The rush of Sunday morning was beginning to calm. But the excitement that the risen Jesus and the empty tomb had stirred was far from over. About seven miles from Jerusalem, two disciples were walking and discussing the news of the empty tomb as the women had described it.
The following is an account taken from Mark 16:12-13 and Luke 24:13-32. The following events have been placed in chronological order.
Their journey to Emmaus was about seven miles. The two disciples, one of them named Cleopas, had much to contemplate over their trip. The death of their Lord was much to begin with, but the uncertainty of the empty tomb and the women’s extraordinary testimony (including Mary Magdalene’s) was mind boggling.
It was not uncommon to be walking among others this time of day. Though it was not crowded, the chatter of other conversations competed with their own. Nevertheless, the great importance of their subject captured their attention. And very subtly, a man, walking alongside them asked about their conversation.

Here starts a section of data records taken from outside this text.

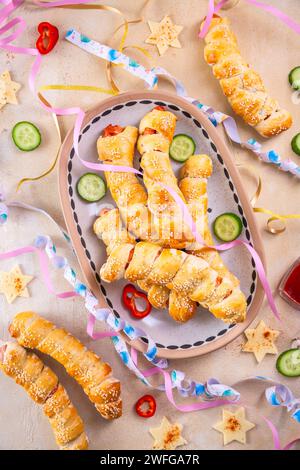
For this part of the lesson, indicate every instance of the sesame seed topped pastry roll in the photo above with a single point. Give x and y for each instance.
(156, 133)
(193, 184)
(108, 227)
(242, 86)
(94, 375)
(116, 147)
(189, 276)
(42, 385)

Puzzled at the idea that anyone in Jerusalem would not know about what had happened, the disciples bewilderedly answered, “Are you the only one in Jerusalem who doesn’t know?” They might have thought this man to live under a rock!
They shared the events of the past few days as they perceived them. Reliving them was undoubtedly torture to their hearts. They mentioned Jesus ministering among the people as a prophet of God and how He stirred up the anger of the chief priests and rulers until they’d had enough and crucified Him as a criminal.
They continued to speak about their hopes that He would redeem Israel and lead them as their earthly king. But His death had shattered their hopes. Then, relating the empty tomb, they talked about the women’s vision and how none of the disciples were able to substantiate it. (Peter had seen Jesus, but the disciples hadn’t heard the news yet.)
The man responded, “Oh foolish ones, and slow of heart to believe all that the prophets have spoken!” He continued, “Wasn’t all of this necessary so that the Christ would suffer and enter into His glory?” Then, beginning with the first books of the Old Testament, the man explained to them how the Scriptures taught all these things.
The disciples hung on every word as if God Himself was speaking to them. Upon arriving at their destination, they begged the man to join them for dinner and continue his exposition.
Over dinner, God opened their eyes to recognize this strange man to be the risen Jesus. Doubt was destroyed. God’s Word burned in their hearts and their faith was strengthened.
Suddenly, Jesus vanished from their sight.
Reflecting on what had just happened, the disciples wondered retrospectively, “Did not our hearts burn within us while He talked to us on the road, while He opened to us the Scriptures?” It was all making sense now.
Overjoyed, they rose up and rushed back to Jerusalem to tell the other disciples.
The book of Psalms opens up with these words, “Blessed is the man who walks not in the counsel of the wicked, nor stands in the way of sinners, nor sits in the seat of scoffers; but his delight is in the law of the Lord, and on his law meditates day and night” (Ps. 1:1-2).
Those who love Jesus love God’s word. The two are used synonymously at times because all of Scripture is about God’s redeeming work in Jesus Christ. To have God’s Word is to have Jesus Christ.
On the evening of Resurrection Sunday, it was the Scriptures—being illuminated to the disciples—that burned in their hearts, producing hope in the Son of God. That same power exists in God’s eternal Word. Does it burn within your heart today?